The restart rollback stays in and longer twin trailers are left out of the $1.8 trillion combined spending package known as the “omnibus” bill that will fund the federal government for the 2016 fiscal year.
Last year’s bill included language that blocked restart-related changes to the hours of service rule the Federal Motor Carrier Safety Administration handed down in June 2013, pending further study. In contentious Senate committee hearings and in floor debate, those in favor of returning to previous restart rules, led by Sen. Susan Collins (R-ME), argued that the new consecutive 1 a.m. to 5 a.m. rest period requirements led to more trucks on the road in morning rush hour periods and disrupted the sleep patterns of drivers who regularly worked pre-dawn shifts. Critics also questioned the validity of the research FMCSA used to support the requirement, particularly the driver health benefits claimed in the rulemaking.
Safety groups, however, supported FMCSA’s more stringent limits and argued that the driver hour limits should be strengthened further, not relaxed. The 2014 debate was further inflamed by the high-profile accident involving comedian Tracy Morgan and a Wal-Mart Transportation driver who was believed to have been fatigued.
The language in the new bill, expected to be voted on Friday, again requires FMCSA to meet an appropriate safety, driver health and driver longevity standard before re-imposing those restrictions.
“We’re pleased that in the omnibus spending compromise released [Wednesday], Congress has seen fit to demand that FMCSA ‘show its work,’ before imposing unnecessary and onerous restrictions on the use of the 34-hour restart by commercial drivers,” said ATA President and CEO Bill Graves. “FMCSA foisted these restrictions on the industry without doing a proper investigation into how they might impact trucking safety and truck drivers’ health and longevity, so it is completely appropriate for Congress to establish a safety and health standard.”
The Truck Safety Coalition was “disappointed” the Collins rider again was included in the budget bill, and urged members of Congress to no longer use the appropriations process "as a back door to advance industry-backed agendas,” according to a statement.

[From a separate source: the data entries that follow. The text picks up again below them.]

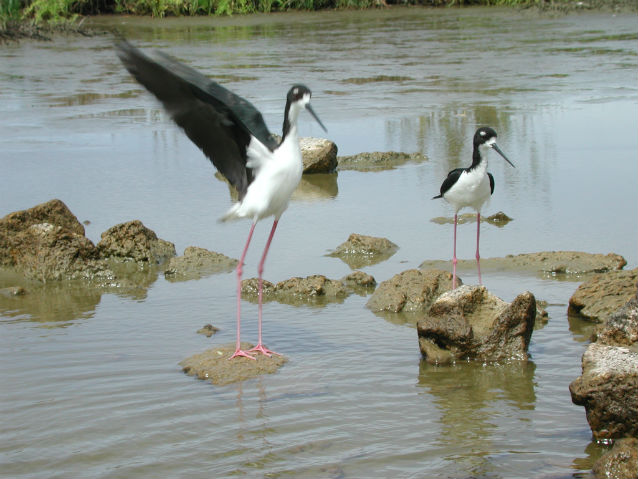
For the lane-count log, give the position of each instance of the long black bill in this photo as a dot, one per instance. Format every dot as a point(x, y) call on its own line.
point(312, 112)
point(500, 152)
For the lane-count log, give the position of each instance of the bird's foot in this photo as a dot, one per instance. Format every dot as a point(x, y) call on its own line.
point(241, 353)
point(260, 348)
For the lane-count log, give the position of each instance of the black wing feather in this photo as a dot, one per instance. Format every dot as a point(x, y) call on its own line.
point(219, 122)
point(452, 178)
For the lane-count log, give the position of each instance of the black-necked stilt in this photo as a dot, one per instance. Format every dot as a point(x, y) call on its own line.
point(232, 134)
point(471, 187)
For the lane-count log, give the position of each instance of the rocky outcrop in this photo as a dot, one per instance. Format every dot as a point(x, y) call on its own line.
point(410, 291)
point(197, 263)
point(319, 155)
point(312, 289)
point(608, 388)
point(132, 241)
point(378, 161)
point(213, 365)
point(549, 264)
point(621, 462)
point(47, 243)
point(361, 250)
point(600, 296)
point(471, 323)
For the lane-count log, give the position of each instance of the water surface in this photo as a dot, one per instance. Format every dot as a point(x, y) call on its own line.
point(90, 381)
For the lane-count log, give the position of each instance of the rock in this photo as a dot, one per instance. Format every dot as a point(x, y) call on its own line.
point(597, 298)
point(471, 323)
point(378, 161)
point(319, 155)
point(360, 282)
point(197, 263)
point(13, 291)
point(360, 250)
point(312, 289)
point(208, 330)
point(547, 263)
point(621, 462)
point(410, 291)
point(621, 327)
point(608, 388)
point(134, 241)
point(213, 365)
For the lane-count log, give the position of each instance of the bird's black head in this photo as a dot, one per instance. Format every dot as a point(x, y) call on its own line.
point(484, 135)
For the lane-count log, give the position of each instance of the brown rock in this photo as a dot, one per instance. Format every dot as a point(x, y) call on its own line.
point(319, 155)
point(197, 263)
point(608, 388)
point(214, 365)
point(134, 241)
point(597, 298)
point(621, 462)
point(361, 250)
point(410, 291)
point(471, 323)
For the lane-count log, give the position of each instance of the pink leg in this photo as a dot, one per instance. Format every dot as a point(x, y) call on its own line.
point(260, 346)
point(478, 232)
point(238, 350)
point(454, 260)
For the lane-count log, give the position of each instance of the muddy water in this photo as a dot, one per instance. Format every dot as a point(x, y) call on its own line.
point(90, 381)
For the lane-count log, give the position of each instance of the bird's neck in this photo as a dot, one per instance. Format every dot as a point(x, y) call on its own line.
point(478, 161)
point(290, 120)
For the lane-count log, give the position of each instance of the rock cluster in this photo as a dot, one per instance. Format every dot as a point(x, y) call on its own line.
point(471, 323)
point(47, 243)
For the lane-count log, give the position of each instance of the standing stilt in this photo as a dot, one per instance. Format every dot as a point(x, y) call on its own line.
point(240, 266)
point(478, 257)
point(260, 346)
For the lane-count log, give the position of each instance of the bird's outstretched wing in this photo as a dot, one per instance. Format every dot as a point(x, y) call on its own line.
point(219, 122)
point(452, 177)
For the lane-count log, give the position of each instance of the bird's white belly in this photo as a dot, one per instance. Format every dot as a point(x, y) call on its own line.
point(471, 190)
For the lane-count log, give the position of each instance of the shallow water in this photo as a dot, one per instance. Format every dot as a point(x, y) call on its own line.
point(90, 381)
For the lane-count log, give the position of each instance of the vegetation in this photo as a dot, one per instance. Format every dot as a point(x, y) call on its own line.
point(38, 13)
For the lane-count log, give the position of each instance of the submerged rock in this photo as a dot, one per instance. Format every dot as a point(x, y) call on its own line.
point(471, 323)
point(410, 291)
point(312, 289)
point(547, 263)
point(134, 241)
point(319, 155)
point(378, 161)
point(361, 250)
point(621, 462)
point(608, 389)
point(213, 365)
point(597, 298)
point(197, 263)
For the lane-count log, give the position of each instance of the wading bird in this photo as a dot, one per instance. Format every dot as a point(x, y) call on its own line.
point(471, 187)
point(232, 134)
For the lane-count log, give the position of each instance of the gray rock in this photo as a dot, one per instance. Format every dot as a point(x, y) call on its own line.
point(471, 323)
point(361, 250)
point(316, 289)
point(621, 328)
point(378, 161)
point(197, 263)
point(319, 155)
point(600, 296)
point(132, 241)
point(608, 389)
point(621, 462)
point(410, 291)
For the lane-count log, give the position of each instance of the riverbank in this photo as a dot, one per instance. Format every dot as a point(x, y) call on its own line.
point(42, 20)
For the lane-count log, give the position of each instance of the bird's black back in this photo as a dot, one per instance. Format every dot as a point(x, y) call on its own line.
point(219, 122)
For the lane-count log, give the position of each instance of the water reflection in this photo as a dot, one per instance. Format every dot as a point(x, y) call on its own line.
point(471, 397)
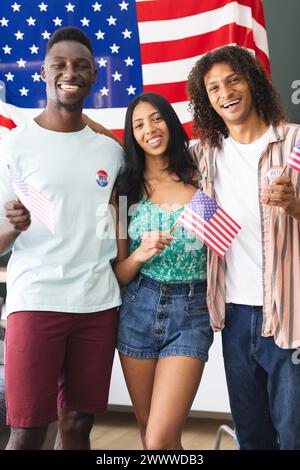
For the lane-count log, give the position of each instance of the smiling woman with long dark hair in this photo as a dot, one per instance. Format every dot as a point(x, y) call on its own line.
point(164, 332)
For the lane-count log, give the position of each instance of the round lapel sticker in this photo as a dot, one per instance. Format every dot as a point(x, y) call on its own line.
point(102, 178)
point(273, 173)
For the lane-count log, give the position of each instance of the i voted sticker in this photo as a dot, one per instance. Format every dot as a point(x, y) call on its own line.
point(273, 173)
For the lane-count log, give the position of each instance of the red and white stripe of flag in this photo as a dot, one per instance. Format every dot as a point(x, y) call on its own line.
point(217, 233)
point(174, 34)
point(35, 202)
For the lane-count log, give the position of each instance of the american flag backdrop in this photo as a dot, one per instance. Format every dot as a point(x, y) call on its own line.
point(209, 222)
point(139, 46)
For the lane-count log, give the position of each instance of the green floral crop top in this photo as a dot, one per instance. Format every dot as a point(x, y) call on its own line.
point(183, 261)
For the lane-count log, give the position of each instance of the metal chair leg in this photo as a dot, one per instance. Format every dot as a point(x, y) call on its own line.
point(224, 429)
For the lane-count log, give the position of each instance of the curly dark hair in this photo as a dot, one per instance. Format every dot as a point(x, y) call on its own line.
point(131, 182)
point(207, 124)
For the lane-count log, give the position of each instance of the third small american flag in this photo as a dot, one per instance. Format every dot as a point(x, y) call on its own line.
point(209, 222)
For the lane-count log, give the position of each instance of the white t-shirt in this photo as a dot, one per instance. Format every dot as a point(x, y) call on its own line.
point(236, 187)
point(71, 270)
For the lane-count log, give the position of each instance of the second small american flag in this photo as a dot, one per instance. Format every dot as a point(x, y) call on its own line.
point(209, 222)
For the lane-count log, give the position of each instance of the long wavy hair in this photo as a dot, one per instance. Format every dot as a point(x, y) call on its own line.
point(207, 124)
point(131, 182)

“Requiring a truck driver to work up to 82 hours per week will only cause more fatigue related truck crashes, and, in turn, more injuries and deaths. Rather than acquiescing to industry demands, Congress should be making data-driven decisions,” said Executive Director John Lannen. “We hope that the release of the Electronic Logging Device (ELD) Final Rule will help law enforcement isolate bad actors and help the FMCSA obtain better data on truck driver fatigue.”

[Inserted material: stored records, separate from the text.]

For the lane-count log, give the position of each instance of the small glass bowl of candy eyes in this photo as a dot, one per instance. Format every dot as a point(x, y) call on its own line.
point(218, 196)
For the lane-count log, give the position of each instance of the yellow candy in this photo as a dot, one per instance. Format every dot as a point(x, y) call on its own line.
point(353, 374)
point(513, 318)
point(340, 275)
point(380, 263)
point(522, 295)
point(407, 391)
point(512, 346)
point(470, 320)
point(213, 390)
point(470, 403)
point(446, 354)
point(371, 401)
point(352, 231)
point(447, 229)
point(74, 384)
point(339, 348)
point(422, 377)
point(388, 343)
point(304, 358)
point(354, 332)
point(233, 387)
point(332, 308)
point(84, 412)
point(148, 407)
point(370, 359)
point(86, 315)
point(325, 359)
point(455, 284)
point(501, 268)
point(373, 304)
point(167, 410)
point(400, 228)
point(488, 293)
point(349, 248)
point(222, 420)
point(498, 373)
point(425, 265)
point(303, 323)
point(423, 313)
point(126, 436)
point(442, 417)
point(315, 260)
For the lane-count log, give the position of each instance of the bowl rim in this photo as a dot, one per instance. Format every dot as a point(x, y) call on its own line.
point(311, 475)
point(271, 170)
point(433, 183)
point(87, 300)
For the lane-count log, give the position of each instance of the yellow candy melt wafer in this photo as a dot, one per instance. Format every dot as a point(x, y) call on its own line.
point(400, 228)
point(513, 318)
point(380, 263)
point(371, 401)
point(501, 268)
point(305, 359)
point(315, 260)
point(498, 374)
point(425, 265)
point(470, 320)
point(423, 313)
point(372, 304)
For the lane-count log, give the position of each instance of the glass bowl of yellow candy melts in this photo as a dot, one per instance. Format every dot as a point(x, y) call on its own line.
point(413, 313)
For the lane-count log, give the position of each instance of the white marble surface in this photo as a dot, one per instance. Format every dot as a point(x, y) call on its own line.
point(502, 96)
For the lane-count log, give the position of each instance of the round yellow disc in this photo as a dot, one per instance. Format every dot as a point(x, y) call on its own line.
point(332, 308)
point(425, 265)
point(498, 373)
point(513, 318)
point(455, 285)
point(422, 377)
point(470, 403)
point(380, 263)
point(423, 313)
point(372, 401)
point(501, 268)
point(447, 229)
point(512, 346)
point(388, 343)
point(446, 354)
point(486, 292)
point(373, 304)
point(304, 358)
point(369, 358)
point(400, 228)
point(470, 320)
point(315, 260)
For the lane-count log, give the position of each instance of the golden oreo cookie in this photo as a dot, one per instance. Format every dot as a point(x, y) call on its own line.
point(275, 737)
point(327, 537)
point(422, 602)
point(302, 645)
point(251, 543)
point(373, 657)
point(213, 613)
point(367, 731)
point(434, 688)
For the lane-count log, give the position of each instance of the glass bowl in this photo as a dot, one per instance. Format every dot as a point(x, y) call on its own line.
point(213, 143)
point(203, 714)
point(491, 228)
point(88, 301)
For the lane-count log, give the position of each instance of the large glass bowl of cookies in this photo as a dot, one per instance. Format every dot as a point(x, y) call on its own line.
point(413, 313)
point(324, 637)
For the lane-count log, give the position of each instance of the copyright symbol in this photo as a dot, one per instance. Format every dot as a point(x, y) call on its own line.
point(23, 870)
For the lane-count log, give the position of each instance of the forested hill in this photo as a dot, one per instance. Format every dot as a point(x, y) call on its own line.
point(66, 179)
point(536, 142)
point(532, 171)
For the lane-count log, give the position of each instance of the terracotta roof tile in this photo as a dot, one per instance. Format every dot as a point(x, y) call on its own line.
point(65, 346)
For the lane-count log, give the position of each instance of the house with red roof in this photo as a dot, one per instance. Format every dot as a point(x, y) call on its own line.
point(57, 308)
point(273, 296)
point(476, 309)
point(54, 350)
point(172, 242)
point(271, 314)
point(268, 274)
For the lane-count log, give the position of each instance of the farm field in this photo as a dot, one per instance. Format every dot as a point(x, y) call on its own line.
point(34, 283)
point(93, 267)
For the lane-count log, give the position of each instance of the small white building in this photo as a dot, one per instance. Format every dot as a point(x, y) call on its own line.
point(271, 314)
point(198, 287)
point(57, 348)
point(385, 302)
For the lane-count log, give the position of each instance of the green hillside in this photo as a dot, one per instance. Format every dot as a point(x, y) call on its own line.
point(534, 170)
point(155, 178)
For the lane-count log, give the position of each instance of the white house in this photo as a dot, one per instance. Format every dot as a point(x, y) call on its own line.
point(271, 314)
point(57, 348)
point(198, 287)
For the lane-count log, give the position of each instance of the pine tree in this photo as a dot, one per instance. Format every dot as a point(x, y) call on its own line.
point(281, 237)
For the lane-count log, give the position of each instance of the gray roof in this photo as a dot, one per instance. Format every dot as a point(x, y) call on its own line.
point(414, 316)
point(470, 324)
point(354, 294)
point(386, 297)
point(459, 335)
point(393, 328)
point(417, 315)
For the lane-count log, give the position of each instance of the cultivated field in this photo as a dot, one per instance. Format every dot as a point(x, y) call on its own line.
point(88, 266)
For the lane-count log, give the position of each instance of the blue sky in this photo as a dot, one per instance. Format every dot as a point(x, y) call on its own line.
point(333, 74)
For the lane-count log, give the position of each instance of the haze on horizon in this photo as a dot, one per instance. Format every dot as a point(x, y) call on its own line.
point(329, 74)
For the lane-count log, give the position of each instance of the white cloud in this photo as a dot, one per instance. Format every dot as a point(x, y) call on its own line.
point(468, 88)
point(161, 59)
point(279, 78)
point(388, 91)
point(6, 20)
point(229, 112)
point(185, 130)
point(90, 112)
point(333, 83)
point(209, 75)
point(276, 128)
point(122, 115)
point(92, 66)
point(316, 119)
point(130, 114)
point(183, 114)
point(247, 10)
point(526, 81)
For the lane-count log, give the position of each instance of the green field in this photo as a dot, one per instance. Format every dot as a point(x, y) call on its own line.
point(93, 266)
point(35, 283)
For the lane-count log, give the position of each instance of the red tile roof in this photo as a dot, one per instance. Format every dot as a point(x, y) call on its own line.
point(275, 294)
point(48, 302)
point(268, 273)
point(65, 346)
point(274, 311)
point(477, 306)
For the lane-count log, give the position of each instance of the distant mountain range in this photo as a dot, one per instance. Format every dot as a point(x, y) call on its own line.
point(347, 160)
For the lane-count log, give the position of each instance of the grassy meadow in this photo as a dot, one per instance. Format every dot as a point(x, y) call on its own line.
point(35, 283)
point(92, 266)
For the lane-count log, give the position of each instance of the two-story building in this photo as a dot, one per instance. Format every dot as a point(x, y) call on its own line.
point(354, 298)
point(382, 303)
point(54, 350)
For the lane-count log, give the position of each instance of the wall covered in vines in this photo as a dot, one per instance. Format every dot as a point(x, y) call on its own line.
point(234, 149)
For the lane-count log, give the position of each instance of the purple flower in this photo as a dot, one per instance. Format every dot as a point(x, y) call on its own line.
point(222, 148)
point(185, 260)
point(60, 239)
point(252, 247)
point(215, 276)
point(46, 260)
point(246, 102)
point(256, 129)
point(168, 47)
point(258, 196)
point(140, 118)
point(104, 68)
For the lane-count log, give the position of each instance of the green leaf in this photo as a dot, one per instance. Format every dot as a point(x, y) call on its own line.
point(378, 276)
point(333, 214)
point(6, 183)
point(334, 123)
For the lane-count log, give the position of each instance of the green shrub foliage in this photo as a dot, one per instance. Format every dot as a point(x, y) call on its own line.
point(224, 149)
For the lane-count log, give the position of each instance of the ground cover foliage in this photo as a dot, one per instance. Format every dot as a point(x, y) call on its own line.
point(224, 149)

Citing the assistance of “survivors and families of truck crash victims, law enforcement, first responders, truck drivers, trucking companies,” and other safety advocacy groups, the coalition did pick up a legislative win when language to permit twin-33 ft. “pup” trailers was left out of the omnibus package. Such a provision had been part of the standalone THUD funding bill, after making it out of a Senate committee by a single vote.
The Coalition for Efficient and Responsible Trucking (CERT), made up of several of the largest LTL carriers in the U.S., has been a leading proponent of the longer trailers.
“It’s unfortunate and disappointing that political scare tactics won the day over sound policy,” spokesman Ed Patru said in a statement. “In rejecting a modest extension in the length of twin trailers, Congress missed an opportunity to bring long-overdue efficiencies to freight trucking that would have produced tangible safety, economic and environmental benefits at a time when so many roads and bridges have fallen into disrepair after years of neglect.”
ATA also expressed disappointment that the omnibus bill does not allow for “the modest increase” in tandem trailer length.
“We’re disheartened that Congress allowed itself to be cowed by the fearmongering tactics of anti-truck lobbyists,” said ATA Chairman Pat Thomas, senior vice president of state government affairs for UPS. “By removing language that would have allowed twin 33s on U.S. highways, Congress has passed up a huge opportunity to improve highway safety and trucking’s efficiency.”